A recent analysis of Senator Bernie Sanders’ (I-VT) proposed “Medicare For All” (M4A) by the free enterprise think tank Mercatus has the liberals all a-twitter with excitement. Here’s Kevin Drum:
Here’s some good news. The libertarians at the Mercatus Center did a cost breakdown of Bernie Sanders’ Medicare for All plan and concluded that it would save $2 trillion during its first ten years:
Now, as you might guess, this was not the spin the Mercatus folks put on their study. Their headline is “M4A Would Place Unprecedented Strain on the Federal Budget.” This isn’t really true, of course, since M4A would absorb all the costs of our current health care system but would also absorb all the payments we make to support it.
But Mercatus is quite consistent in saying this:
By conservative estimates, this legislation would have the following effects:
- M4A would add approximately $32.6 trillion to federal budget commitments during the first 10 years of its implementation (2022–2031).
- This projected increase in federal healthcare commitments would equal approximately 10.7 percent of GDP in 2022. This amount would rise to nearly 12.7 percent of GDP in 2031 and continue to rise thereafter.
These estimates are conservative because they assume the legislation achieves its sponsors’ goals of dramatically reducing payments to health providers, in addition to substantially reducing drug prices and administrative costs.
And if the legislation fails to reduce payments to health providers? Costs could grow a lot more than projected. Kevin shouldn’t be complacent that Mercatus’ number is less than the projected number.
It’s a nuance worth thinking about, because it leads to more interesting questions, such as whether or not health providers will accept lower payments. That question has more texture to it than you might think. Does the legislation still utilize insurance companies, or is the health insurance industry abolished by this legislation? If not the latter, then does the legislation establish, or propose to establish, a standardized approach to health claims specification? Keep in mind that this one area often consumes one more persons in a doctor’s office, because health insurance claims are just that inconsistent.

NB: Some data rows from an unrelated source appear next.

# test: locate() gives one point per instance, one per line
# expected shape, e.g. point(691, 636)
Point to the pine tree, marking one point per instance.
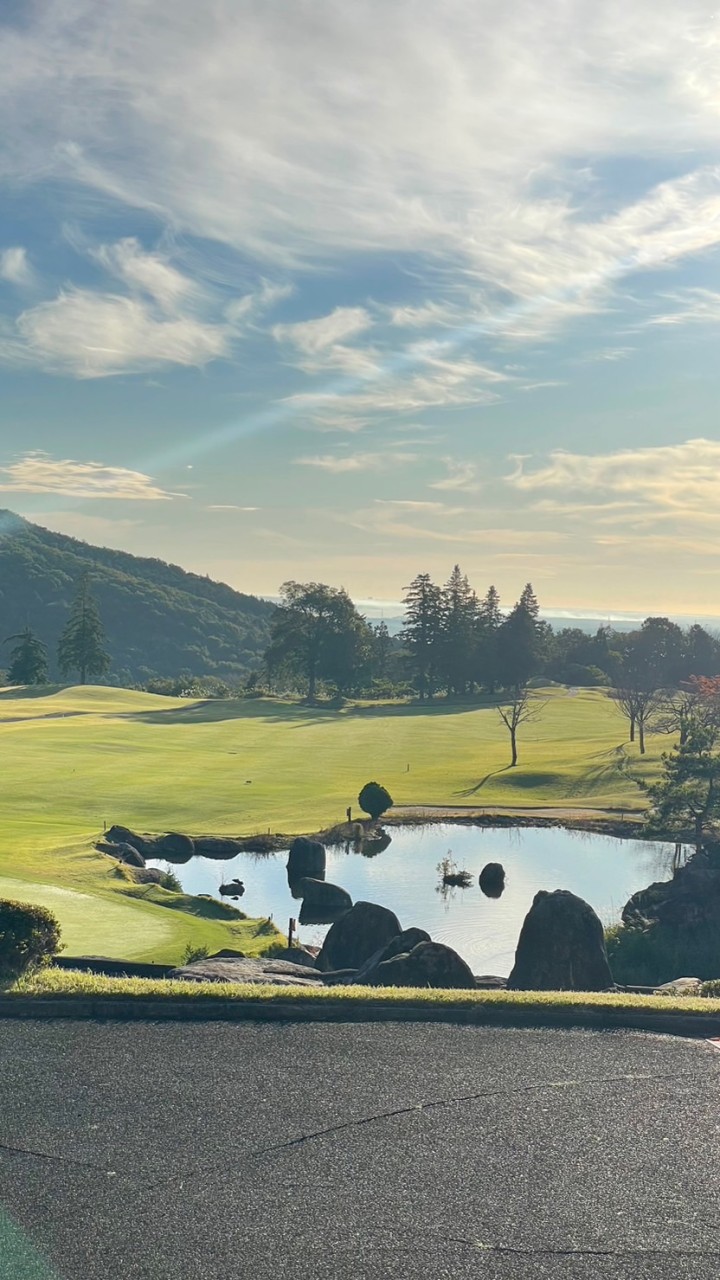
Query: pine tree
point(520, 641)
point(487, 630)
point(422, 632)
point(81, 645)
point(459, 632)
point(28, 659)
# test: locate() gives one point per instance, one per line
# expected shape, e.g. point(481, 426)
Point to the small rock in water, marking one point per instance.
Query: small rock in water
point(492, 880)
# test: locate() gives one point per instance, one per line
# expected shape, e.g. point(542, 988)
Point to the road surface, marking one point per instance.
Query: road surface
point(368, 1151)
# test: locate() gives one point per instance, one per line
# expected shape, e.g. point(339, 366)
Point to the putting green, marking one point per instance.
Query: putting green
point(92, 926)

Another thought is that a doctor’s office guaranteed a certain amount of business may be willing to accept the legislatively specified discount, much as will suppliers of more tangible objects, also known as the bulk discount.

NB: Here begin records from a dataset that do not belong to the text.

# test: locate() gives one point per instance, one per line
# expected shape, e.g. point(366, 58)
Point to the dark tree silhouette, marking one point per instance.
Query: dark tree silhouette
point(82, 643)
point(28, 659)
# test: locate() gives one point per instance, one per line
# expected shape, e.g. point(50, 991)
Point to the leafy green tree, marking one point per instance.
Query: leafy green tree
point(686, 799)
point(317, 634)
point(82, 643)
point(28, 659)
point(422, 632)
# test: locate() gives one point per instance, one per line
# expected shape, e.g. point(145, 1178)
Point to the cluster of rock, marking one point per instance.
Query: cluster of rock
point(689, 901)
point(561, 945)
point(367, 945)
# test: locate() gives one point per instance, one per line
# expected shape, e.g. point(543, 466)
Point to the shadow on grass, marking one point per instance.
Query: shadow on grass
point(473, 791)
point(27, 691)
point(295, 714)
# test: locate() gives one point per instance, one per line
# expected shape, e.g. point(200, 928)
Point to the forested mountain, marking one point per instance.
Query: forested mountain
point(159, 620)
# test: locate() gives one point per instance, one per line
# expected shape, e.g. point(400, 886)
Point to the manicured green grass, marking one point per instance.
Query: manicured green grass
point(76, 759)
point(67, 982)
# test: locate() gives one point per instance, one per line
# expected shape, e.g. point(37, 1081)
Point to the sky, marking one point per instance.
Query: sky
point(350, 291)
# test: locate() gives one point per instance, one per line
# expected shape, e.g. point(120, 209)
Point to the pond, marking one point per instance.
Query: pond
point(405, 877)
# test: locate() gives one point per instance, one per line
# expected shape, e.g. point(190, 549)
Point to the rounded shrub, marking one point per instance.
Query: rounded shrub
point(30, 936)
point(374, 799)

Speaking of Mercatus, I don’t have time to analyze their result, but I do notice they don’t seem to acknowledge that earlier interventions, which are more likely under M4A, result in lower health care costs. This is another detail simply glossed over. If they calculated for that, it should be well-publicized so that the various interested parties could engage with it, tear it to pieces, and really get a good look at what that might mean for us.
Similarly, questions concerning whether M4A would impact new therapy development are also important. I see Mercatus has a study on how Medicare impacts it, but I can’t read that at the moment.